When Edward Pedder died in 1861, it became apparent that there were not sufficient funds to pay all the demands on the bank and so the estate and its contents had to be sold.

The park was then purchase by Edmund Robert Harris, who became Preston's greatest public benefactor and left the mansion to the governors of Queen Anne's Bounty for the benefit of poor clergy, which evolved into the Church Commissioners.

After the death of Harris in 1877 the estate was sold again. After many changes of ownership, the Calverts, mill owners, sold the mansion to English Electric at the end of World War I, who used it as a social club and for sporting activities. The best known from this period was Dick, Kerr's Ladies football team.

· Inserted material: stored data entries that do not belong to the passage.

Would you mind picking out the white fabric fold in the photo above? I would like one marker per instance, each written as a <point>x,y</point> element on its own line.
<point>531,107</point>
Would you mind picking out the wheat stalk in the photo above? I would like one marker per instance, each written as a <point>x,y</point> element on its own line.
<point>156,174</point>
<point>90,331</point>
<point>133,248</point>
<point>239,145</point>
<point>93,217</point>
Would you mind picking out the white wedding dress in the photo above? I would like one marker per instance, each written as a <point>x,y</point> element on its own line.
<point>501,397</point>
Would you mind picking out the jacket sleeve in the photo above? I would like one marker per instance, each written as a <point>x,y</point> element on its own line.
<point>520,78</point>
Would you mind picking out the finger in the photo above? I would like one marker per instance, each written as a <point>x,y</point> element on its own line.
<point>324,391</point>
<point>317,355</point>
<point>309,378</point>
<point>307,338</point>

In 1937, Preston Town Council finally bought Ashton Park for the sum of £27.00 and the mansion, Ashton House was sold to Lancashire County Council who turned it into a care home for the elderly. In the 1990s the house was sold to its present owners of the pre-school.

==Ashton Park Ranger==
Ashton Park has its own dedicated Park Ranger who carries out daily patrols and inspections, to makes sure with the grounds maintenance staff, the park is tidy and safe. In addition the Ranger organises Environmental, Historical and Creative events for schools, community groups and general public.

==Friends of Ashton Park==
Established in 2002, the Friends of Ashton Park work in partnership with the Park Ranger and the Councils Parks Development Team. The Friends play a major role in the organisation of community events and contribute to management decisions, they also help raise funding for improvements and new facilities.